Basically, UIMA lets you scan unstructured documents, gleam the important points, and put that into a database for later retrieval. In the graph above, DBs means 'databases' and KBs means 'knowledge bases'. See the 4-minute YouTube video of [IBM Content Analytics], the commercial version of UIMA.

Starting from the left, the Collection Reader selects each document to process, and creates an empty Common Analysis Structure (CAS) which serves as a standardized container for information. This CAS is passed to Analysis Engines , composed of one or more Annotators which analyze the text and fill the CAS with the information found. The CAS are passed to CAS Consumers which do something with the information found, such as enter an entry into a database, update an index, or update a vote count.

(Note: This point requires, what we in the industry call a small matter of programming, or [SMOP]. If you've always wanted to learn Java programming, XML, and JDBC, you will get to do plenty here. )

If you are not familiar with UIMA, consider this [UIMA Tutorial].

Step 7: Parallel Processing

People have asked me why IBM Watson is so big. Did we really need 2,880 cores of processing power? As a supercomputer, the 80 TeraFLOPs of IBM Watson would place it only in 94th place on the [Top 500 Supercomputers]. While IBM Watson may be the [Smartest Machine on Earth], the most powerful supercomputer at this time is the Tianhe-1A with more than 186,000 cores, capable of 2,566 TeraFLOPs.

To determine how big IBM Watson needed to be, the IBM Research team ran the DeepQA algorithm on a single core. It took 2 hours to answer a single Jeopardy question! Let's look at the performance data:

Element	Number of cores	Time to answer one Jeopardy question
Single core	1	2 hours
Single IBM Power750 server	32	< 4 minutes
Single rack (10 servers)	320	< 30 seconds
IBM Watson (90 servers)	2,880	< 3 seconds

The old adage applies, [many hands make for light work]. The idea is to divide-and-conquer. For example, if you wanted to find a particular street address in the Manhattan phone book, you could dispatch fifty pages to each friend and they could all scan those pages at the same time. This is known as "Parallel Processing" and is how supercomputers are able to work so well. However, not all algorithms lend well to parallel processing, and the phrase [nine women can't have a baby in one month] is often used to remind us of this.

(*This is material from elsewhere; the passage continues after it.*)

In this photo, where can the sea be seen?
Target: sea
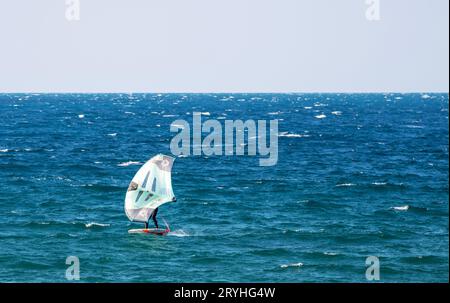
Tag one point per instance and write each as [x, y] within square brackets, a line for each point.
[360, 192]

Fortuantely, UIMA is designed for parallel processing. You need to install UIMA-AS for Asynchronous Scale-out processing, an add-on to the base UIMA Java framework, supporting a very flexible scale-out capability based on JMS (Java Messaging Services) and ActiveMQ. We will also need Apache Hadoop, an open source implementation used by Yahoo Search engine. Hadoop has a "MapReduce" engine that allows you to divide the work, dispatch pieces to different "task engines", and the combine the results afterwards.

Host 2 will run Hadoop and drive the MapReduce process. Plan to have three KVM guests on Host 1, four on Host 2, and three on Host 3. That means you have 10 task engines to work with. These task engines can be deployed for Content Readers , Analysis Engines , and CAS Consumers . When all processing is done, the resulting votes will be tabulated and the top answer displayed on the Query Panel on Host 1.

Step 8: Testing

To simplify testing, use a batch processing approach. Rather than entering questions by hand in the Query Panel, generate a long list of questions in a file, and submit for processing. This will allow you to fine-tune the environment, optimize for performance, and validate the answers returned.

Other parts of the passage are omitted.